Attention all butches! Elisha Lim wants you! Though the Toronto-based queer trans artist identifies as butch, when it comes to sexual partners, femme girls need not apply.
“My mom once jokingly asked me why I don’t just date men, since I’m attracted to butchy women,” Lim says. “The butch/femme dynamic is pretty set in people’s minds. It’s a great myth to bust.”
Lim’s new exhibition, launching this week under the eponymous title Elisha Lim & The Illustrated Gentlemen, will feature a series of 50 drawings and an installation exploring the many butches that have passed through Lim’s life.
“I’ve had thousands of crushes on butches over the years,” Lim laughs. “This show is an homage to my queer community and the range of bodies that make it up.”
Each drawing is accompanied by an anecdote about Lim’s relationship with the butch in question. The drawings were originally intended to be published as a book under the title 100 Butches back in 2009, by American queer press Alyson Books.
But the publishing house folded its print division and now publishes e-books only. But luckily for Lim, another publisher wasn’t too hard to find.
“One of the guys from Alyson has launched his own press,” Lim says. “We’re expecting the book to come out in November this year. It’s too bad that it’s taken so long, but it’ll be great when it’s finally in print.”
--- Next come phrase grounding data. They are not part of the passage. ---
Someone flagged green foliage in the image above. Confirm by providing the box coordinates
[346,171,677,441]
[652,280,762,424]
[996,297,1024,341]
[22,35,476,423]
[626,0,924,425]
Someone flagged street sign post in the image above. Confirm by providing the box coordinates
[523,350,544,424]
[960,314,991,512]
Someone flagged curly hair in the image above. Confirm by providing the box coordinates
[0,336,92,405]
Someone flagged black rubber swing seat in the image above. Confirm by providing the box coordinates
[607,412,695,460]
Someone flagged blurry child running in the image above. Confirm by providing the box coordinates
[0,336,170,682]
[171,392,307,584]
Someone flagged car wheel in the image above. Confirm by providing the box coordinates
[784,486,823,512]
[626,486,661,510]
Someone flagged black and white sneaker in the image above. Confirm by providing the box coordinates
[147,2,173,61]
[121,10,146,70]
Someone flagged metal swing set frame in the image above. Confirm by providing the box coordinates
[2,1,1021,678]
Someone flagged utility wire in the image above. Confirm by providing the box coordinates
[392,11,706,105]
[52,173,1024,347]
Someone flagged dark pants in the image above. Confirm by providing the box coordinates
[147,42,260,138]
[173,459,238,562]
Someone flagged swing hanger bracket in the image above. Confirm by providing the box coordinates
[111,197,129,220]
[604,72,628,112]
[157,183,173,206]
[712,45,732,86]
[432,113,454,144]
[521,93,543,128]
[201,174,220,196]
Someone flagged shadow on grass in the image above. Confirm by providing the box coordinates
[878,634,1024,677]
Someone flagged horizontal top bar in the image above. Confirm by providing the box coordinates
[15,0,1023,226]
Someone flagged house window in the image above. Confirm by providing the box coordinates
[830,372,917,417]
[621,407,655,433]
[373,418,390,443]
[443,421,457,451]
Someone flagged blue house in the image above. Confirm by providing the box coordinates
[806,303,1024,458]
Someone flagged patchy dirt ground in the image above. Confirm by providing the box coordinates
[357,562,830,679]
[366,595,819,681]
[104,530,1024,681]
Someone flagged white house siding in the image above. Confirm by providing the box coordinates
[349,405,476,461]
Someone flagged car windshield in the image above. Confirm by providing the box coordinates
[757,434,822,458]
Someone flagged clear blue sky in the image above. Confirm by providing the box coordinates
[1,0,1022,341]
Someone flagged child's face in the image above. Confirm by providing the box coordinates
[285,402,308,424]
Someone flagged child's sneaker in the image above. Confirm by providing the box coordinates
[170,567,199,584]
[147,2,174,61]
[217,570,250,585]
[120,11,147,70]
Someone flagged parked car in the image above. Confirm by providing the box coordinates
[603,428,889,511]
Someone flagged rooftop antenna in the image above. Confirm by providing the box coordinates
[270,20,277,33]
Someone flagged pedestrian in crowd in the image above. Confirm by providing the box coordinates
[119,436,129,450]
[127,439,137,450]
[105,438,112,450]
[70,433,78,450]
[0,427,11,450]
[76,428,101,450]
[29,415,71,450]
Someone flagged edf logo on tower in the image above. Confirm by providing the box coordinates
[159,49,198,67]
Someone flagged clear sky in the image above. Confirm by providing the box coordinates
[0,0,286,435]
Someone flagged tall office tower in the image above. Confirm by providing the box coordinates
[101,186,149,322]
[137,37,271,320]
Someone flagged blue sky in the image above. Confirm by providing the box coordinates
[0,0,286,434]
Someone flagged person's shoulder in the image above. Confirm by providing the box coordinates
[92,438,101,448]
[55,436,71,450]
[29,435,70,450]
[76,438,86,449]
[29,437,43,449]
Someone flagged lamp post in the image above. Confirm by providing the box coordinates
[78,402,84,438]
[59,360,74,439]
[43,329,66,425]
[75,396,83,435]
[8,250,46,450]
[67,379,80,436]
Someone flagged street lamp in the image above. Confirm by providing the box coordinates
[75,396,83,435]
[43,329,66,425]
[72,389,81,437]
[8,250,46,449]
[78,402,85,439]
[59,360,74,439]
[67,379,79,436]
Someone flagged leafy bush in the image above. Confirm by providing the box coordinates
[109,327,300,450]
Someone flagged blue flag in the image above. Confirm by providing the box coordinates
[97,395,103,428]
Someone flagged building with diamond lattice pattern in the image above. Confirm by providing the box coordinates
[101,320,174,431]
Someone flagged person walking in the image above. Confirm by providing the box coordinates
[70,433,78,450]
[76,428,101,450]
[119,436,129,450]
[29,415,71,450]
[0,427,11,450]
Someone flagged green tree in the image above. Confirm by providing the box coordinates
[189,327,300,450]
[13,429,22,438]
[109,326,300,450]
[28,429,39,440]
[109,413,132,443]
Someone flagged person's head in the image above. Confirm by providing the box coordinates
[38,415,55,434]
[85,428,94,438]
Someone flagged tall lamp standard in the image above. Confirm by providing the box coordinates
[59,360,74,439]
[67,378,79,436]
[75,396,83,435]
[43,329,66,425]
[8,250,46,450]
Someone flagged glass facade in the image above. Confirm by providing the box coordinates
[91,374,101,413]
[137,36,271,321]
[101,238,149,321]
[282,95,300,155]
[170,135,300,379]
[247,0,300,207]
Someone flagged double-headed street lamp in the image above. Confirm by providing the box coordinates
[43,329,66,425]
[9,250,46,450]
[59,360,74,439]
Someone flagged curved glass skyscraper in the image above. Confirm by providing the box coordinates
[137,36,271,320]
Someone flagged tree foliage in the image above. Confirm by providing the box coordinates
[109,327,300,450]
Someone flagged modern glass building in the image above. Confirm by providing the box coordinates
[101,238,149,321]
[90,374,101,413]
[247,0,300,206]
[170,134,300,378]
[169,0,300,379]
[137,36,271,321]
The opening will also feature a performance by Lim’s band, The Sex Appeals. Known for their poppy hooks and quirky song titles like “I Wanna Suck Your Cock,” the all-queer five-piece ensemble has been steadily gaining popularity over the last year, with gigs at Pride and the AGO.
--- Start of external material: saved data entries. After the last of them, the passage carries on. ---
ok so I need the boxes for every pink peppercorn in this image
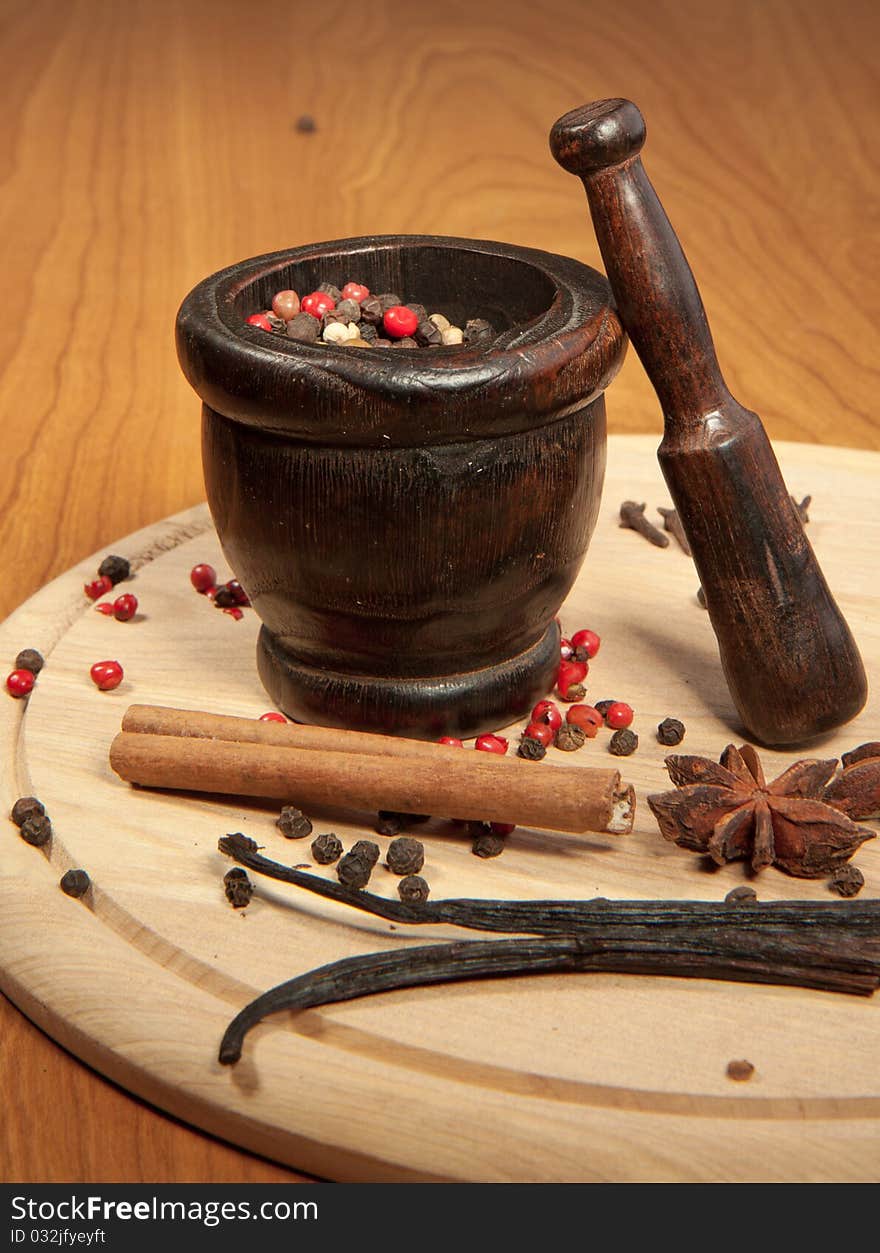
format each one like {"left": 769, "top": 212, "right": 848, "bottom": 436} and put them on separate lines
{"left": 475, "top": 733, "right": 508, "bottom": 755}
{"left": 383, "top": 306, "right": 419, "bottom": 338}
{"left": 95, "top": 602, "right": 114, "bottom": 615}
{"left": 271, "top": 290, "right": 300, "bottom": 320}
{"left": 571, "top": 628, "right": 601, "bottom": 659}
{"left": 246, "top": 313, "right": 273, "bottom": 332}
{"left": 6, "top": 669, "right": 35, "bottom": 697}
{"left": 190, "top": 564, "right": 216, "bottom": 593}
{"left": 84, "top": 576, "right": 113, "bottom": 601}
{"left": 112, "top": 594, "right": 138, "bottom": 622}
{"left": 524, "top": 721, "right": 554, "bottom": 747}
{"left": 260, "top": 712, "right": 287, "bottom": 723}
{"left": 606, "top": 701, "right": 634, "bottom": 729}
{"left": 301, "top": 292, "right": 335, "bottom": 320}
{"left": 438, "top": 736, "right": 463, "bottom": 746}
{"left": 566, "top": 704, "right": 603, "bottom": 737}
{"left": 90, "top": 660, "right": 123, "bottom": 691}
{"left": 559, "top": 637, "right": 574, "bottom": 660}
{"left": 531, "top": 698, "right": 562, "bottom": 731}
{"left": 557, "top": 659, "right": 587, "bottom": 699}
{"left": 490, "top": 822, "right": 516, "bottom": 836}
{"left": 341, "top": 283, "right": 369, "bottom": 303}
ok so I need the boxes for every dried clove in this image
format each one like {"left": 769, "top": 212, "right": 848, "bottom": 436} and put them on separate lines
{"left": 791, "top": 494, "right": 811, "bottom": 523}
{"left": 619, "top": 501, "right": 669, "bottom": 548}
{"left": 656, "top": 507, "right": 692, "bottom": 555}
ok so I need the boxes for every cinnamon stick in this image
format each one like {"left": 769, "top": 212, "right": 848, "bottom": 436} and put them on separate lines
{"left": 110, "top": 726, "right": 635, "bottom": 835}
{"left": 122, "top": 704, "right": 463, "bottom": 761}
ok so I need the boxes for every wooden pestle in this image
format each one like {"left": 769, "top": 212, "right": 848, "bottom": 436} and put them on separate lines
{"left": 111, "top": 707, "right": 636, "bottom": 834}
{"left": 550, "top": 99, "right": 867, "bottom": 747}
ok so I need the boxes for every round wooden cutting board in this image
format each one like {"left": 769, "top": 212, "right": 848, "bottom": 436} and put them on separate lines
{"left": 1, "top": 435, "right": 878, "bottom": 1183}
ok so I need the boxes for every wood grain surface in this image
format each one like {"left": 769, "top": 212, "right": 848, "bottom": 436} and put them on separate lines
{"left": 2, "top": 439, "right": 879, "bottom": 1183}
{"left": 0, "top": 0, "right": 877, "bottom": 1184}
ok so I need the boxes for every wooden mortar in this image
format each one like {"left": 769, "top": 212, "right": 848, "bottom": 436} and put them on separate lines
{"left": 176, "top": 235, "right": 626, "bottom": 738}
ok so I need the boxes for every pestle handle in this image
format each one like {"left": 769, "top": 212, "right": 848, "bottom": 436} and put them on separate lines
{"left": 550, "top": 99, "right": 867, "bottom": 746}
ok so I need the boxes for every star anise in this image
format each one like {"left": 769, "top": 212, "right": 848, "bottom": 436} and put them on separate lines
{"left": 822, "top": 743, "right": 880, "bottom": 820}
{"left": 648, "top": 744, "right": 875, "bottom": 877}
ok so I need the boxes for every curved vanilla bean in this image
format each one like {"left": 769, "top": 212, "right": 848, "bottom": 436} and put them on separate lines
{"left": 219, "top": 934, "right": 879, "bottom": 1064}
{"left": 218, "top": 834, "right": 880, "bottom": 950}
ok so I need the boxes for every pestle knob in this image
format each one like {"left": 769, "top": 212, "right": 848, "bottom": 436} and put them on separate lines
{"left": 551, "top": 99, "right": 867, "bottom": 746}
Readers may also be familiar with Lim’s comic, Sweetest Taboo, which ran in Xtra’s Ottawa edition in 2008 and 2009. Exploring children’s pop culture of the 1980s, the project aimed a queer lens at everything from Polka Dot Door to Flight of the Navigator.
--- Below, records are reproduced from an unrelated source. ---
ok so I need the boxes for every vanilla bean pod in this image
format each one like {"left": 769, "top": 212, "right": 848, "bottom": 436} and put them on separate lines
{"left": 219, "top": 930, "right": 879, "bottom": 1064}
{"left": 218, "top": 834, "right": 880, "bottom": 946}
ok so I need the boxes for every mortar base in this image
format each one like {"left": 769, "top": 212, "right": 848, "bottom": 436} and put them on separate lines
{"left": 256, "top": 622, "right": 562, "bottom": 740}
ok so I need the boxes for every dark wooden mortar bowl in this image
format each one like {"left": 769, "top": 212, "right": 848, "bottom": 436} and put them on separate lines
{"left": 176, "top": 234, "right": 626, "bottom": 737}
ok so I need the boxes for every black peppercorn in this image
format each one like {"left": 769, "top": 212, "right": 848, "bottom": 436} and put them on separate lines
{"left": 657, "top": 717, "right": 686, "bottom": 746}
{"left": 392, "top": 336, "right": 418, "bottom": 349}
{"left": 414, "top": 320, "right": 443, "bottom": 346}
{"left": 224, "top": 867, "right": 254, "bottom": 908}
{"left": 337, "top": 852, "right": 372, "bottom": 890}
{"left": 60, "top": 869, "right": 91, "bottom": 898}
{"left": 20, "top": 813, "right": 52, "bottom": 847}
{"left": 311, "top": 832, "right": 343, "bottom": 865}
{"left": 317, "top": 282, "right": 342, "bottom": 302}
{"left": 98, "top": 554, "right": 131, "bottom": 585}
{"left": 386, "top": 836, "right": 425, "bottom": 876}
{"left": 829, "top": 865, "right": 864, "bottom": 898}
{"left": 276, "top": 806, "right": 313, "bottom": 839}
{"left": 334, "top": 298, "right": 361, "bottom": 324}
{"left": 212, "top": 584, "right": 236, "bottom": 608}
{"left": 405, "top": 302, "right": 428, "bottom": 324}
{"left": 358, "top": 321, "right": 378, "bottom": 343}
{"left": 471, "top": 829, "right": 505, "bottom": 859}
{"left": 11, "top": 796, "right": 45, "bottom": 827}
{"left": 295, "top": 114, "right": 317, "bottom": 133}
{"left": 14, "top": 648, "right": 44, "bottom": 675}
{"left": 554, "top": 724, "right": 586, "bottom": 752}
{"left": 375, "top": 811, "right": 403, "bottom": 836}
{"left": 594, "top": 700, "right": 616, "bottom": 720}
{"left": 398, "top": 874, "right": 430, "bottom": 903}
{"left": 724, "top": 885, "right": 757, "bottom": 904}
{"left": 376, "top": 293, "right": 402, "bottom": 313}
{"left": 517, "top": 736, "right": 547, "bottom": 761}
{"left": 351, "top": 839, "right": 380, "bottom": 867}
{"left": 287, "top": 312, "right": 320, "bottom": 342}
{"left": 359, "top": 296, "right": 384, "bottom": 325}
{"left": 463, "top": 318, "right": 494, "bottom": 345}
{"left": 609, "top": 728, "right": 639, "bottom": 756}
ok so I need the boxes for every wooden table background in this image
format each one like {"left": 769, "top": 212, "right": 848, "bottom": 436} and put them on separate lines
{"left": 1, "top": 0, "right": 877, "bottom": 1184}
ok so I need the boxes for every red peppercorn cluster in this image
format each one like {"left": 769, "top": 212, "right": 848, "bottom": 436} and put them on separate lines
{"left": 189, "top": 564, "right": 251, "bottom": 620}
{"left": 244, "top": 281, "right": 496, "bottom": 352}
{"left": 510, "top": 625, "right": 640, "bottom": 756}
Lim’s exhibition will mark the first show at the Feminist Art Gallery, a new initiative by art-dyke power-couple Allyson Mitchell and Deirdre Louge. Also know by its acronym FAG, the gallery resides in the beautifully converted garage of the pair’s Parkdale home.
“Getting the nod from them means so much to me,” Lim says. “It’s such an incredible honour and a validation to be presented at this space. I have such huge respect for both of them.”
Rather than turning to traditional funding sources, FAG has assembled a team of feminist philanthropists, who provide financial support for the gallery and collectively make programming decisions. Interested parties, regardless of their gender, can make a contribution by getting in touch with the gallery through Facebook.
Though a lot of young artists wouldn’t expect to get much from a gallery in the early stages of their careers, Lim has been pleasantly surprised by the amount of support the space has provided.
“They’ve given me an artist fee, a generous materials budgets and so much attention through the process,” Lim says. “They even offer an artist bedroom in their home that’s available for use while you’re working on the show.”
But creating spaces for feminist art is about more than just bridging the gender disparity that exists in the art world.
“We live in a sexist world and the art world mirrors that,” Lim says. “Women aren’t a priority when it comes to programming choices. But initiatives like this will end up unearthing a lot of talent that we wouldn’t otherwise get the chance to see.”